Ryan ArabejoOLY

Personal information
- Full name: Ryan Paolo Aguinalde Arabejo
- National team: Philippines
- Born: October 30, 1989 (age 36)

Sport
- Sport: Swimming
- Strokes: backstroke, freestyle
- College team: Drury University (USA) (2010–2013)

Medal record
Southeast Asian Games
| Gold medal – first place | 2007 Thailand | 200 back |
| Gold medal – first place | 2007 Thailand | 1500m free |
| Gold medal – first place | 2007 Thailand | 4x100 medley relay |
| Gold medal – first place | 2009 Vientiane | 1500m free |
| Silver medal – second place | 2009 Vientiane | 200m back |
| Silver medal – second place | 2009 Vientiane | 4x200m free relay |
| Silver medal – second place | 2009 Vientiane | 400m free |
| Bronze medal – third place | 2005 Philippines | 1500m free |
| Bronze medal – third place | 2007 Thailand | 400m free |
| Bronze medal – third place | 2009 Vientiane | 4x100 medley relay |
| Bronze medal – third place | 2011 Indonesia | 4x200 free relay |
| Bronze medal – third place | 2011 Indonesia | 1500m free |

= Ryan Arabejo =

Filipino swimmer (born 1989)

Ryan Paolo Aguinalde Arabejo (born October 30, 1989) is a swimmer and coach from the Philippines. He swam for the Philippines at the 2008 Olympics.

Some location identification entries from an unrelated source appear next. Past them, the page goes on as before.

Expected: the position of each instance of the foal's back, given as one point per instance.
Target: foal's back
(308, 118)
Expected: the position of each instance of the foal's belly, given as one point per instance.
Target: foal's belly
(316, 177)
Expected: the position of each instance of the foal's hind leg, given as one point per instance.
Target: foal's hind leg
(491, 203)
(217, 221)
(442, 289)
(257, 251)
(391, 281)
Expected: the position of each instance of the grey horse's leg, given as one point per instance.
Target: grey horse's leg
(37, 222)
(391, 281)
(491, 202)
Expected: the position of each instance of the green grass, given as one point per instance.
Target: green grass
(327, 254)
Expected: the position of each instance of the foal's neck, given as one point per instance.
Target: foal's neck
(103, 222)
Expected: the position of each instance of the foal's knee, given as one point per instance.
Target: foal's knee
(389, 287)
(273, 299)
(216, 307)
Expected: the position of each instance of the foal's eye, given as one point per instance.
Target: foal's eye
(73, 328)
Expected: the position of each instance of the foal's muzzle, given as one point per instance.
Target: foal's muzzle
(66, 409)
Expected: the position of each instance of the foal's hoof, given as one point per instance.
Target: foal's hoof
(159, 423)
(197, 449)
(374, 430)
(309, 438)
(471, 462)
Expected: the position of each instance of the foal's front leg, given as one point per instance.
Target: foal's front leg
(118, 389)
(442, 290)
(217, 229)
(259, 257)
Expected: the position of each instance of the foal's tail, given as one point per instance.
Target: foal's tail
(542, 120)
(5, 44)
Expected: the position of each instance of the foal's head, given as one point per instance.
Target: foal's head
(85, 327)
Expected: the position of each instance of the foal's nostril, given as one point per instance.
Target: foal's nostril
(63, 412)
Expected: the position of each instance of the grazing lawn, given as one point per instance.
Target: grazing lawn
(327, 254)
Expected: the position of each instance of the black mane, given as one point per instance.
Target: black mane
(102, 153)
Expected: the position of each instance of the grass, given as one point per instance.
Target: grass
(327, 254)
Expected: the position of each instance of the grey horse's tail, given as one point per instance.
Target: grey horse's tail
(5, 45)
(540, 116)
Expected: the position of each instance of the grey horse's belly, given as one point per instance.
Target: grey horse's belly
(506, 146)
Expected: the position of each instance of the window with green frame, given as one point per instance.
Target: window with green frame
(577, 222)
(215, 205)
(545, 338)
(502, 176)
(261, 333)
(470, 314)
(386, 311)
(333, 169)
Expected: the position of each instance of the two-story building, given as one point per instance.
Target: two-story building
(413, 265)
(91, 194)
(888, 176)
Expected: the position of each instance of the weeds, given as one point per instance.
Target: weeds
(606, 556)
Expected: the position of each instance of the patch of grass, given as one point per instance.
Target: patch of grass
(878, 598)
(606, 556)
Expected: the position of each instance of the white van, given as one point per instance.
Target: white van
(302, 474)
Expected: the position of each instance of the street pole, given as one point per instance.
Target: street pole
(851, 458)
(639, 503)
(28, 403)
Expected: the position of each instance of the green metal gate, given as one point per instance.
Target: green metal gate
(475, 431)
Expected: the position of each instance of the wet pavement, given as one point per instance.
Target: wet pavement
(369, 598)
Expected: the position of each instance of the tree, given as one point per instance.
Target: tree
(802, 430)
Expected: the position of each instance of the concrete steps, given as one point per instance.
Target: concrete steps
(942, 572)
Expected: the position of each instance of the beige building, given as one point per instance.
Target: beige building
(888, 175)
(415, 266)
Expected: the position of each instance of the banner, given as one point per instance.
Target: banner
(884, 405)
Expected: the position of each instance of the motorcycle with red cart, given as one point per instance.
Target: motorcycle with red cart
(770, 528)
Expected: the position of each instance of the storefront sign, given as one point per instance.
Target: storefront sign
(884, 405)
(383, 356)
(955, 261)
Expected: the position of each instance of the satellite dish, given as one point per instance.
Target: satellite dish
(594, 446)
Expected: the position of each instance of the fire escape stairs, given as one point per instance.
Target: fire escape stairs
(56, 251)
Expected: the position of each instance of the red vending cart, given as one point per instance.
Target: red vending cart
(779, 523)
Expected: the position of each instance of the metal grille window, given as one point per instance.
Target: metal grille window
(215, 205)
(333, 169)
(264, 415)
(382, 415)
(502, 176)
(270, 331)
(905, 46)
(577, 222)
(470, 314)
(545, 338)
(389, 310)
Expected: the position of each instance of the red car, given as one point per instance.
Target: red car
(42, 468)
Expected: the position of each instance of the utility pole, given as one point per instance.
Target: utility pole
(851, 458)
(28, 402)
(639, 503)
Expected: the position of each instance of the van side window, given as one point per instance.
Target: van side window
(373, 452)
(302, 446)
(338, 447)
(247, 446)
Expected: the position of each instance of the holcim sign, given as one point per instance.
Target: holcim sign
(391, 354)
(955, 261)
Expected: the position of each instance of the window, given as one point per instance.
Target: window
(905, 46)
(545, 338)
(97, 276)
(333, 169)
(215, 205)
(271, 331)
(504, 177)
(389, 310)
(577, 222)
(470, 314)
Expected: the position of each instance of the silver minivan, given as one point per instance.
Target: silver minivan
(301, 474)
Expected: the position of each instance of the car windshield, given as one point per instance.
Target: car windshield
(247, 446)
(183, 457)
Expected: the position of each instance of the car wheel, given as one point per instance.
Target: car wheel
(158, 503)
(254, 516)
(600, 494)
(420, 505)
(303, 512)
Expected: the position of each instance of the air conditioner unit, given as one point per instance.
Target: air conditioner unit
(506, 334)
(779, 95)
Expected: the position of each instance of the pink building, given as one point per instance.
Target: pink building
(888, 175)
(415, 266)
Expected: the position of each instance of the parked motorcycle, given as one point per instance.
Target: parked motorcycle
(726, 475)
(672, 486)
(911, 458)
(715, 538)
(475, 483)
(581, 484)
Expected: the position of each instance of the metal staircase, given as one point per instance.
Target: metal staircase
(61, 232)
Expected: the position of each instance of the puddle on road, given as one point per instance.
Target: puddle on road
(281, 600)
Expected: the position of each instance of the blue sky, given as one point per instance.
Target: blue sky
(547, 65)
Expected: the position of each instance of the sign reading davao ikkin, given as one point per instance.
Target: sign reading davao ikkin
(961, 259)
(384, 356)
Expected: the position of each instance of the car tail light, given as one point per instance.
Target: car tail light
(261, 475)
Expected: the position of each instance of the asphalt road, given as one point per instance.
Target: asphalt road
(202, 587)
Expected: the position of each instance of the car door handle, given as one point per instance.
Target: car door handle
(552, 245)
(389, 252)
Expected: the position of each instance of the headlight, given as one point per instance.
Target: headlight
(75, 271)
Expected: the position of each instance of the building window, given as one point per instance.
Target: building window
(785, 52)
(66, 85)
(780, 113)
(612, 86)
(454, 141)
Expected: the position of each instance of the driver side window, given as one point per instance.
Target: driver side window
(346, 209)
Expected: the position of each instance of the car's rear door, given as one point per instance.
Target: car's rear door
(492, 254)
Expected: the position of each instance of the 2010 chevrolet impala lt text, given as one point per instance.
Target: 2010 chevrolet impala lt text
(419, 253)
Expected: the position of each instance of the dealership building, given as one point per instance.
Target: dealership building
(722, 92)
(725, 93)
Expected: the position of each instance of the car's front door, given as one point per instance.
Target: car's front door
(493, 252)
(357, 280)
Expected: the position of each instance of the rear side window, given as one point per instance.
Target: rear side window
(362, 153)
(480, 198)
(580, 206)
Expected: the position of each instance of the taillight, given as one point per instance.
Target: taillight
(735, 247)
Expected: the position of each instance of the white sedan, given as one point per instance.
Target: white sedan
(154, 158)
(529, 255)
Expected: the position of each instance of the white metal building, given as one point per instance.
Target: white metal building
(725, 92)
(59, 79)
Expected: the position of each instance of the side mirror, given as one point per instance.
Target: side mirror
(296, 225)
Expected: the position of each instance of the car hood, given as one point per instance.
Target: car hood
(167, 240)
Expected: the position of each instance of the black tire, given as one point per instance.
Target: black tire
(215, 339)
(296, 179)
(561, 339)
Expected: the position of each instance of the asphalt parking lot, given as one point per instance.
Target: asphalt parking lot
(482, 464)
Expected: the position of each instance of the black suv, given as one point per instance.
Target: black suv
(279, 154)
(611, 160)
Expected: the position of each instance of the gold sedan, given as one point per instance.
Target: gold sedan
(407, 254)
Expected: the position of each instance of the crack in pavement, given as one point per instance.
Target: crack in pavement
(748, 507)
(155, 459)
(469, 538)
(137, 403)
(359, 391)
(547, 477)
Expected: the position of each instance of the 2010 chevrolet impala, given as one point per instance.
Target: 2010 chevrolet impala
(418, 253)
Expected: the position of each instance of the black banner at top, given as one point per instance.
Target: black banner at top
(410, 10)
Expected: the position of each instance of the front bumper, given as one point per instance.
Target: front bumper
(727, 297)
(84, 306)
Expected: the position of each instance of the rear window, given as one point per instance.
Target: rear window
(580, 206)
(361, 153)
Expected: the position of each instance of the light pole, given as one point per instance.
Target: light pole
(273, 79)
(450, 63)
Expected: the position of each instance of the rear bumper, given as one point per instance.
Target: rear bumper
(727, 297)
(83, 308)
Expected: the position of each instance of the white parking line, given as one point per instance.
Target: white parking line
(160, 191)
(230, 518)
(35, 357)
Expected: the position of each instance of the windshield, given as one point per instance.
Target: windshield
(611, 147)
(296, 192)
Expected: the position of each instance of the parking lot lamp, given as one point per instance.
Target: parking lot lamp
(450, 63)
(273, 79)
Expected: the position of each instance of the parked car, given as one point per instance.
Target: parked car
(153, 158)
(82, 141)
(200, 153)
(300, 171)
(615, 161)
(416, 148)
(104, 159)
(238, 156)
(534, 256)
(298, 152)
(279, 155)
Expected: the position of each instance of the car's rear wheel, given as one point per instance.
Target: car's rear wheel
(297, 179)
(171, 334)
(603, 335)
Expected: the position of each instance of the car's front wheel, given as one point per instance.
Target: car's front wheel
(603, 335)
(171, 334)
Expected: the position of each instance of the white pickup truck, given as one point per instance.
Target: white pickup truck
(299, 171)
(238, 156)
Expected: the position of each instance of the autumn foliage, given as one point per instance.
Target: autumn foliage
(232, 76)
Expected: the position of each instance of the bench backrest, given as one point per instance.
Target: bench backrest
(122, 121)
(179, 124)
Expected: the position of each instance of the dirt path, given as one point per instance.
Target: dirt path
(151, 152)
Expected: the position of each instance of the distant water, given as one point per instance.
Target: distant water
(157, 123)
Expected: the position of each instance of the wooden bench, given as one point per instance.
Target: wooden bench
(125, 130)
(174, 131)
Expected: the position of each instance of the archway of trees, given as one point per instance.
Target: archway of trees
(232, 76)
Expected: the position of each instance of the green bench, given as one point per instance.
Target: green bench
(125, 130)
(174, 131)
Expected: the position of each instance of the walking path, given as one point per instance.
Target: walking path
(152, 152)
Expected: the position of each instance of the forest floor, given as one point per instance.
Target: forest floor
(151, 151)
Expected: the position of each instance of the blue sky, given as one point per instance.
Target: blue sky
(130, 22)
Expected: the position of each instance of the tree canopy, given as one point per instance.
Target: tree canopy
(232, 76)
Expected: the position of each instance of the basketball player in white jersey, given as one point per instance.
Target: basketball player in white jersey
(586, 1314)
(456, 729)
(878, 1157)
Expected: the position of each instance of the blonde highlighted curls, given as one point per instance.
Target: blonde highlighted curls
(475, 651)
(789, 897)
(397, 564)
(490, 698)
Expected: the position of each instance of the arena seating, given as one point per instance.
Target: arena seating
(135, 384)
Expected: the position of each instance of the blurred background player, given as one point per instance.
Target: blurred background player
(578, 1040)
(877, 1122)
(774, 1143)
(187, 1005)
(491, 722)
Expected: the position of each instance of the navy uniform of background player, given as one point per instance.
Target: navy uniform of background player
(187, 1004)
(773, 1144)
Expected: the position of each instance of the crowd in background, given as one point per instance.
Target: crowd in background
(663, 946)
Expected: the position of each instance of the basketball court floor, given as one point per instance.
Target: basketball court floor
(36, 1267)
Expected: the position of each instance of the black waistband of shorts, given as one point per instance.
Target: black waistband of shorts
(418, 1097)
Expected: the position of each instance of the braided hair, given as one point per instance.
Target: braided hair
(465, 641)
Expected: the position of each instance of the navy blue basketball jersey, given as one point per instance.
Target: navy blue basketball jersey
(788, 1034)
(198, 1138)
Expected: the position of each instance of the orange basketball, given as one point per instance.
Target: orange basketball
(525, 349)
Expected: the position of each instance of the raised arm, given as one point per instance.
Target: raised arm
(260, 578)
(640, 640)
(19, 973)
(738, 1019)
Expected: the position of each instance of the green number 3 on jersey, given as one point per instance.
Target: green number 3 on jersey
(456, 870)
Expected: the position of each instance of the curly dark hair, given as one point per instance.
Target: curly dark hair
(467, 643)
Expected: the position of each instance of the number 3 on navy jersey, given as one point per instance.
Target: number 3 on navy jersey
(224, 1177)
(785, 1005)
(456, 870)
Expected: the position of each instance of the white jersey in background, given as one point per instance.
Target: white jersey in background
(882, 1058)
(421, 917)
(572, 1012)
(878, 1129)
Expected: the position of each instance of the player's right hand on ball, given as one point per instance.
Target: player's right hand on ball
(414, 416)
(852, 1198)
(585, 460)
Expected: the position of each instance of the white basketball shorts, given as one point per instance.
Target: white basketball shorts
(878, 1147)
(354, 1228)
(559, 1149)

He has swum for the Philippines at the:
- Olympics: 2008
- World Championships: 2007
- Asian Games: 2006, 2010
- Southeast Asian Games (SEA Games): 2005, 2007, 2009, 2011

Beginning in the 2010–11 school year, Arabejo attends and swims for the USA's Drury University in Springfield, Missouri.